Research

Clustering Strategies For XAI with Correlated, High-Dimensional Geoscience AI Models

With the rapid deployment of high-resolution sensors and models, geospatial data is captured and generated at an extremely high rate. By automatically extracting information from large data volumes, machine learning is increasingly used to turn massive geospatial data into geoscience insights. There is widespread use of high-dimensional raster data from which complex machine learning algorithms learn to recognize spatial and spatial-temporal patterns. These models may be used for critical decision-making or as a way to aid scientific discovery. Complex models are able to learn high non-linear relationships to achieve high performance, but there is a concern that their complexity makes it very difficult for users to determine how the model reached its decision. This has motivated the widespread adoption of explainable artificial intelligence (XAI) techniques that probe the model in various ways to explain how it works.

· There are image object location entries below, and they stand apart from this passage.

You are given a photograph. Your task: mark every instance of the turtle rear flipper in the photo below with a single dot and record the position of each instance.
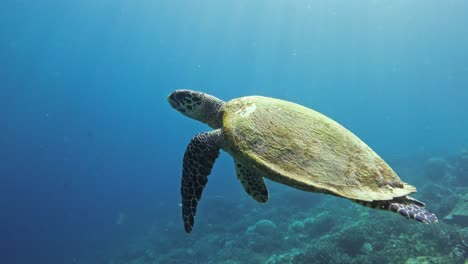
(405, 206)
(199, 159)
(253, 184)
(413, 211)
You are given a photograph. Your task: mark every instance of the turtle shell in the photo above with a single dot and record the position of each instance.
(297, 146)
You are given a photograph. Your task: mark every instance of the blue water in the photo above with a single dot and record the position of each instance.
(91, 152)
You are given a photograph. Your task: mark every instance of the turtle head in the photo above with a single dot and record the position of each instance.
(197, 105)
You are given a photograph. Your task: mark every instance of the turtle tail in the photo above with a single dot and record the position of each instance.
(406, 206)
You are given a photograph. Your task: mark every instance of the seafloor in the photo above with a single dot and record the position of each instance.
(300, 227)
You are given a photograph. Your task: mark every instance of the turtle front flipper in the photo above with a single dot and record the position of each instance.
(253, 184)
(199, 159)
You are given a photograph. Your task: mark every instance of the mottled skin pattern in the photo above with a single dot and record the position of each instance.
(253, 184)
(289, 144)
(199, 158)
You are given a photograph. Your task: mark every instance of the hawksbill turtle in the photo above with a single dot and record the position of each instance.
(289, 144)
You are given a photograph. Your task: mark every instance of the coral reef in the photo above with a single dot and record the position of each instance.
(300, 227)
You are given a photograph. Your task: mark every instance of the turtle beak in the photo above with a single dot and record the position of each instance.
(173, 100)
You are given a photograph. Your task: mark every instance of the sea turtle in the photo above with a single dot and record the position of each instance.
(289, 144)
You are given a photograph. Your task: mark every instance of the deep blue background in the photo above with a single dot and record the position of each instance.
(87, 134)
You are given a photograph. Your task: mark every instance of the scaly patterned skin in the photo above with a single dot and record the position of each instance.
(292, 145)
(199, 158)
(254, 185)
(406, 206)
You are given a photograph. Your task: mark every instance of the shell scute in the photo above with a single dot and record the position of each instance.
(299, 147)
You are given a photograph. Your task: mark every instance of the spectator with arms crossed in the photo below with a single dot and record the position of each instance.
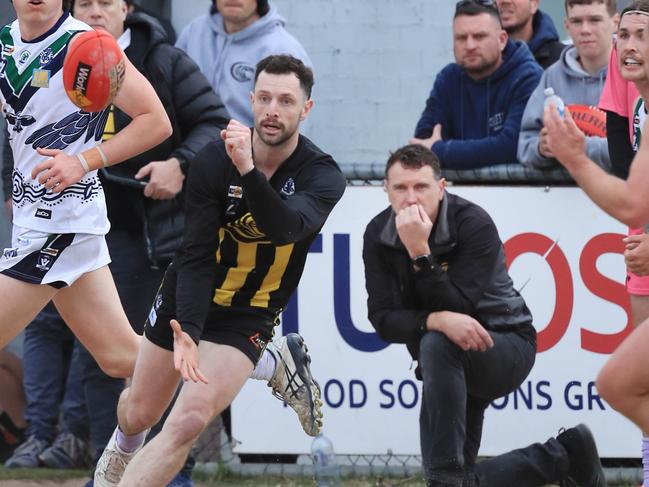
(228, 43)
(473, 114)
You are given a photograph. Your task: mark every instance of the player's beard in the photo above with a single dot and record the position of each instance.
(282, 136)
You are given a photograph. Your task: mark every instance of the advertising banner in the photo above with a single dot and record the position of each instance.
(565, 257)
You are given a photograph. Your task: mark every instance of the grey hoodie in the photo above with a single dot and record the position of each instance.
(229, 60)
(574, 86)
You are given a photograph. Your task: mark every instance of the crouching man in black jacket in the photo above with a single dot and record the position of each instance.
(436, 278)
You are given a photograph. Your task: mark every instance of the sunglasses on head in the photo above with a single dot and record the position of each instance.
(483, 3)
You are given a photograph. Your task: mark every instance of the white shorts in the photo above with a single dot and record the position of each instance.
(57, 259)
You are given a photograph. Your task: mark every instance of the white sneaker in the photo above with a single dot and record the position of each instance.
(293, 383)
(112, 463)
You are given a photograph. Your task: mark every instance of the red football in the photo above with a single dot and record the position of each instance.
(590, 120)
(93, 70)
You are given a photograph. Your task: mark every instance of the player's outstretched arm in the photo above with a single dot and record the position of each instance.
(149, 127)
(150, 124)
(621, 199)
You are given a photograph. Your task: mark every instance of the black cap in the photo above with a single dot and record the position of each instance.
(262, 7)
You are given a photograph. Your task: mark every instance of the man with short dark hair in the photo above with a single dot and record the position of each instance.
(255, 203)
(437, 281)
(473, 114)
(523, 21)
(228, 43)
(577, 78)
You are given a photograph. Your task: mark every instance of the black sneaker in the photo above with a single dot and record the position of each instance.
(26, 455)
(67, 452)
(9, 441)
(585, 467)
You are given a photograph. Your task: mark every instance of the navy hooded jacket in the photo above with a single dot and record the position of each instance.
(480, 119)
(545, 44)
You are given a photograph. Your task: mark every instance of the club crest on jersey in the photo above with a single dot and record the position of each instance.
(289, 187)
(18, 121)
(44, 262)
(8, 51)
(10, 253)
(46, 56)
(23, 57)
(235, 192)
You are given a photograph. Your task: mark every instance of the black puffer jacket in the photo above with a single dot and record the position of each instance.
(197, 115)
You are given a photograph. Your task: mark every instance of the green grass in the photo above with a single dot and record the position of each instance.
(41, 474)
(223, 478)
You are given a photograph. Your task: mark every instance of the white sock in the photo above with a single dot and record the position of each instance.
(129, 443)
(265, 367)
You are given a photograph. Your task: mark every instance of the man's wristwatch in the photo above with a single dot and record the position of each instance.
(424, 262)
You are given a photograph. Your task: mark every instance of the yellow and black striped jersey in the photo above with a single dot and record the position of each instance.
(247, 237)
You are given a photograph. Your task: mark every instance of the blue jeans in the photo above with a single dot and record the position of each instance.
(52, 378)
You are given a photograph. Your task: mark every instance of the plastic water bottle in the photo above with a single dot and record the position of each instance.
(327, 471)
(551, 97)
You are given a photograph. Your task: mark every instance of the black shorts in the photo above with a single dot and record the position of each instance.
(246, 329)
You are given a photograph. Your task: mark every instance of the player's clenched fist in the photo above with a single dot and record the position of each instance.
(238, 145)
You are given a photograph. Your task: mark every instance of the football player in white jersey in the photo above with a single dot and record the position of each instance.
(58, 249)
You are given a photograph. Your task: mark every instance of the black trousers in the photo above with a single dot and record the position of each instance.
(457, 388)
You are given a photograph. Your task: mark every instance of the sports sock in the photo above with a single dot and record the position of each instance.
(265, 367)
(645, 461)
(129, 443)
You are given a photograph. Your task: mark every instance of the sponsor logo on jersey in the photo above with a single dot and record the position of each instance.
(257, 341)
(41, 78)
(42, 213)
(50, 251)
(10, 253)
(235, 193)
(289, 187)
(242, 72)
(44, 262)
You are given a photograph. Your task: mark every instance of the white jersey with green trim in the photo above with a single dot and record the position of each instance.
(39, 114)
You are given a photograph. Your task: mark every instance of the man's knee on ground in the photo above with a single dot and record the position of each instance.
(185, 428)
(140, 412)
(117, 364)
(436, 348)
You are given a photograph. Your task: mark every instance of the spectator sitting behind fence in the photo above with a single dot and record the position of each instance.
(437, 281)
(228, 43)
(577, 78)
(523, 21)
(473, 114)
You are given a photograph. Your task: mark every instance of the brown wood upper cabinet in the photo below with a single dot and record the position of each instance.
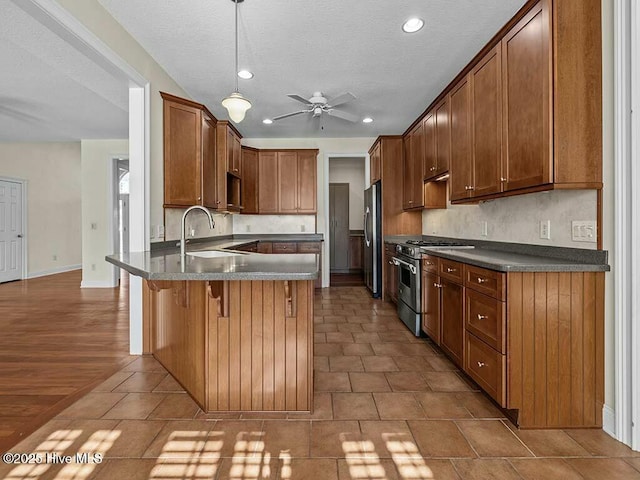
(375, 172)
(287, 181)
(189, 153)
(437, 140)
(413, 162)
(249, 168)
(526, 113)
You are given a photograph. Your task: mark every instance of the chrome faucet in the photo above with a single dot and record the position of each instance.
(184, 217)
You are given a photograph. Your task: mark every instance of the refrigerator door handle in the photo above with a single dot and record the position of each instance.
(367, 240)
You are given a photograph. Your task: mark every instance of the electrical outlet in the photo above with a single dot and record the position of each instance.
(545, 229)
(584, 231)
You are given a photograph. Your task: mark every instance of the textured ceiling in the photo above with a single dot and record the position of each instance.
(304, 46)
(50, 91)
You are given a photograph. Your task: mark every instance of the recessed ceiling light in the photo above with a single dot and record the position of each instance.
(245, 74)
(413, 25)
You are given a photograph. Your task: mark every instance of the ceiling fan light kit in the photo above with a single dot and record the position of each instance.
(236, 104)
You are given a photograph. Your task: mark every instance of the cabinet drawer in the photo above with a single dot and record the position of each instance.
(485, 281)
(487, 367)
(265, 247)
(285, 247)
(308, 247)
(485, 318)
(430, 264)
(451, 270)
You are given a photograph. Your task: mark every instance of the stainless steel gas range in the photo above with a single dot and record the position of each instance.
(408, 260)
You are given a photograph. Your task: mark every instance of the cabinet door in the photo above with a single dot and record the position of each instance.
(209, 197)
(431, 306)
(486, 106)
(460, 168)
(267, 182)
(417, 179)
(430, 159)
(249, 180)
(407, 172)
(288, 182)
(307, 183)
(526, 70)
(182, 154)
(375, 165)
(443, 137)
(452, 340)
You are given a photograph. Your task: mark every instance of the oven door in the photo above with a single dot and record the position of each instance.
(408, 281)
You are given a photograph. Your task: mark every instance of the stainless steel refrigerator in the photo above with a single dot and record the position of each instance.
(373, 239)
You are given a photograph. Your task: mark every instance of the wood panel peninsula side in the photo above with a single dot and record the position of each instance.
(236, 332)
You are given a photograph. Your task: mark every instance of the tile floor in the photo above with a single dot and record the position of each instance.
(387, 406)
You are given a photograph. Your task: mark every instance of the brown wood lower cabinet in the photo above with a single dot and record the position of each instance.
(390, 273)
(534, 341)
(236, 345)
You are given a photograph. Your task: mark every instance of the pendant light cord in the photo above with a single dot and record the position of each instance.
(235, 74)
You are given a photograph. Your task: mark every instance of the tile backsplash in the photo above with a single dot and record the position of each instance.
(247, 224)
(517, 219)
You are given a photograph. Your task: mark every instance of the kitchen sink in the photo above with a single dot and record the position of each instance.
(213, 254)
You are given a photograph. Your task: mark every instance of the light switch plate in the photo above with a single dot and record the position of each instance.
(545, 229)
(584, 231)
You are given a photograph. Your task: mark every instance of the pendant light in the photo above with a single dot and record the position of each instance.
(235, 103)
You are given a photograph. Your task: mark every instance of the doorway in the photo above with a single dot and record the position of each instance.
(12, 246)
(346, 220)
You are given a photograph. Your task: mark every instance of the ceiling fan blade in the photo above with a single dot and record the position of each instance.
(343, 115)
(340, 99)
(280, 117)
(299, 98)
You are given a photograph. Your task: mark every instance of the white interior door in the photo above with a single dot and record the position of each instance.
(10, 231)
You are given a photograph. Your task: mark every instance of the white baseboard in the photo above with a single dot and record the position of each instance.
(609, 420)
(97, 284)
(53, 271)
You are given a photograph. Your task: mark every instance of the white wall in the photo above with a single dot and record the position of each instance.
(52, 171)
(351, 171)
(517, 219)
(105, 27)
(248, 224)
(334, 147)
(608, 214)
(97, 162)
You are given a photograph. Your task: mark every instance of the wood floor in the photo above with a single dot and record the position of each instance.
(387, 406)
(58, 341)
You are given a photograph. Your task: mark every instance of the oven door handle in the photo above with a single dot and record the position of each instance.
(412, 268)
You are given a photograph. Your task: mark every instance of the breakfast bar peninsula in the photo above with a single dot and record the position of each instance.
(234, 328)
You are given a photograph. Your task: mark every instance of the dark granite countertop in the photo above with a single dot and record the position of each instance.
(515, 257)
(166, 264)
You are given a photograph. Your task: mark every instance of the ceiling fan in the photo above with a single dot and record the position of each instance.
(318, 104)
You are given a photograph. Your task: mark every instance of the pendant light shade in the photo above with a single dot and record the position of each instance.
(236, 104)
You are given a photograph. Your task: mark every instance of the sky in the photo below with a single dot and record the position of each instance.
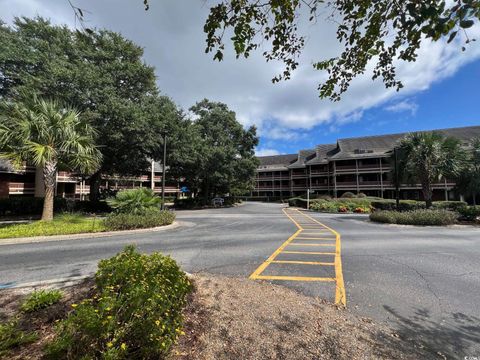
(441, 87)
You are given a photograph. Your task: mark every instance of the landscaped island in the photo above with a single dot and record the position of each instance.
(131, 209)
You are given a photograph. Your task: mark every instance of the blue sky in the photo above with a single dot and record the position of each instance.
(452, 102)
(441, 87)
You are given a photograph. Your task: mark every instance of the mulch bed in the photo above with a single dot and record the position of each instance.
(233, 318)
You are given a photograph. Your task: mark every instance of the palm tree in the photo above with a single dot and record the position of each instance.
(47, 135)
(426, 157)
(468, 182)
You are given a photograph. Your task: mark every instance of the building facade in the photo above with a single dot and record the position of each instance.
(358, 165)
(28, 181)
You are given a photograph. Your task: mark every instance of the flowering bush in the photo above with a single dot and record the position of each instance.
(136, 312)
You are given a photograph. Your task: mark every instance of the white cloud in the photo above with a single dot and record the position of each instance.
(174, 42)
(403, 106)
(266, 152)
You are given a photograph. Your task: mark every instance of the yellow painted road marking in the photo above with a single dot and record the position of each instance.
(302, 262)
(340, 294)
(316, 228)
(307, 244)
(306, 252)
(305, 238)
(293, 278)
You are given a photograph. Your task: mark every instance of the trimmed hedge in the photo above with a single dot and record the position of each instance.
(409, 205)
(470, 213)
(148, 219)
(19, 206)
(415, 217)
(135, 312)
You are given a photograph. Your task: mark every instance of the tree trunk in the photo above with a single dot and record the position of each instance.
(95, 186)
(427, 194)
(49, 178)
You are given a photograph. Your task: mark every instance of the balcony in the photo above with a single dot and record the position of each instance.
(21, 188)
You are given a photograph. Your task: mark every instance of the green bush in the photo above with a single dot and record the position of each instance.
(40, 299)
(449, 205)
(149, 219)
(415, 217)
(64, 224)
(297, 202)
(470, 213)
(135, 201)
(136, 312)
(405, 205)
(11, 337)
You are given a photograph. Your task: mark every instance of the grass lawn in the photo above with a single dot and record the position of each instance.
(61, 225)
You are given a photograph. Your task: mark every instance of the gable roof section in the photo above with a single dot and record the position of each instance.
(322, 153)
(276, 161)
(302, 158)
(382, 145)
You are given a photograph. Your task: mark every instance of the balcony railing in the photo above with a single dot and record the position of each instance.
(21, 188)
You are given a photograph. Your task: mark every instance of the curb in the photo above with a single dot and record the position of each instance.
(82, 236)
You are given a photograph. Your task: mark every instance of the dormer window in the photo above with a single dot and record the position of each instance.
(363, 151)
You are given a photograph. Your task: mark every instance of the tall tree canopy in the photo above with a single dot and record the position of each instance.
(100, 73)
(50, 136)
(381, 31)
(468, 181)
(218, 156)
(427, 157)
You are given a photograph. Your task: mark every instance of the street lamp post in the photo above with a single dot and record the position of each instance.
(397, 185)
(163, 168)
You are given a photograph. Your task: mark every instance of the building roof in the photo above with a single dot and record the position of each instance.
(381, 145)
(355, 148)
(322, 153)
(276, 161)
(5, 166)
(302, 157)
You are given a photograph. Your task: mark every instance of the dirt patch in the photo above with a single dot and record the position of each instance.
(43, 321)
(233, 318)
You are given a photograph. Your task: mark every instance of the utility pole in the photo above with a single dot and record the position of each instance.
(397, 185)
(163, 167)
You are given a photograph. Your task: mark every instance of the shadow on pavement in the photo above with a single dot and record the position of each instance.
(456, 337)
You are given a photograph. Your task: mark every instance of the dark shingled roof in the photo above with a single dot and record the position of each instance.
(5, 166)
(277, 160)
(354, 148)
(381, 145)
(322, 153)
(302, 157)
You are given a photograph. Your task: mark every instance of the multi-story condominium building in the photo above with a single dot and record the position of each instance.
(27, 181)
(358, 165)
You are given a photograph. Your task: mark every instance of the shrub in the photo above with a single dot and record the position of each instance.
(188, 203)
(470, 213)
(449, 205)
(297, 202)
(136, 312)
(135, 201)
(324, 206)
(40, 299)
(61, 225)
(149, 219)
(415, 217)
(405, 205)
(11, 337)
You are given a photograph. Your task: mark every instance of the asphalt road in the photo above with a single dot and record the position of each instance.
(424, 282)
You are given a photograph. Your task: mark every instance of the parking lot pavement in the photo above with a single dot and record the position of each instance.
(311, 254)
(425, 282)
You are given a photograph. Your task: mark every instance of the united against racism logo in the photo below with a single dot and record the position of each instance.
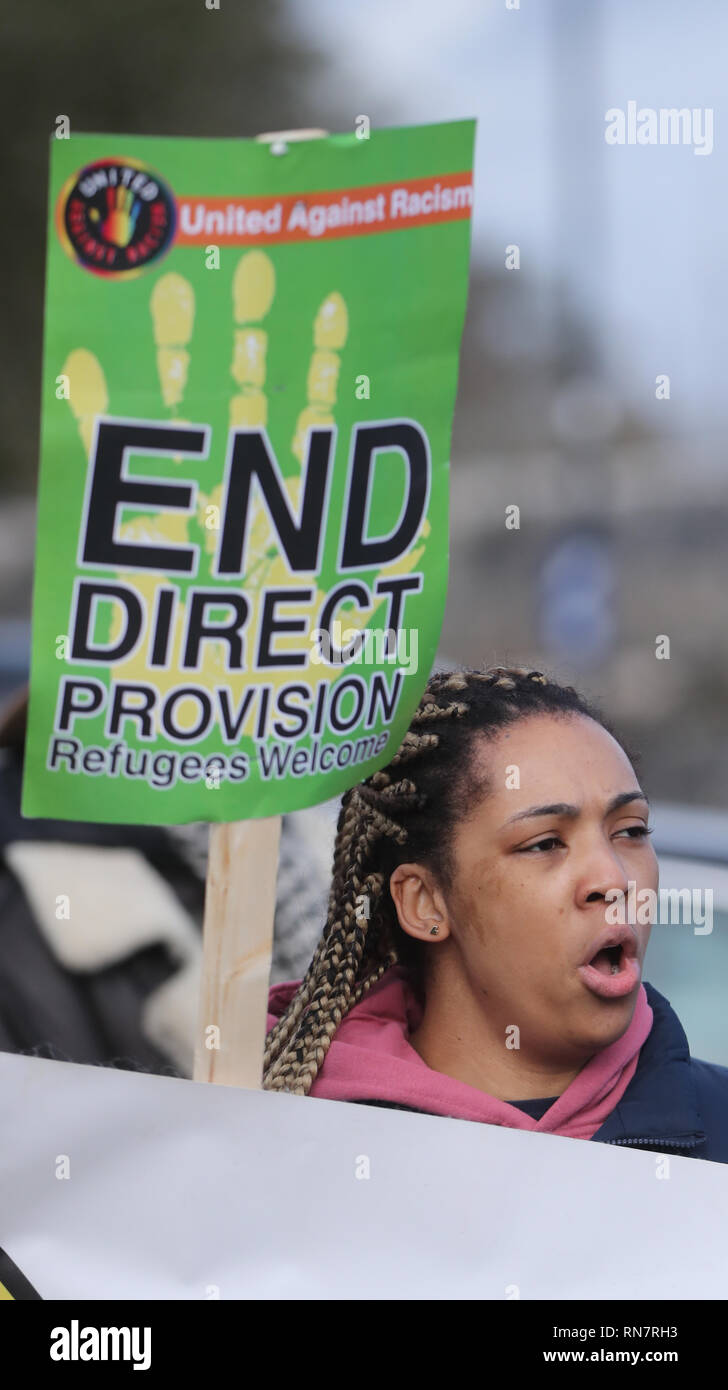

XAI methods are highly sensitive to correlations among input predictors. Proposed mitigations involve grouping correlated predictors and applying XAI to groups instead of individuals. However, there are major challenges to grouping the grid cells of geoscience rasters based on their correlation. These datasets are commonly high-dimensional with substantial autocorrelation. Conventional techniques for grouping correlated tabular features are rarely applicable.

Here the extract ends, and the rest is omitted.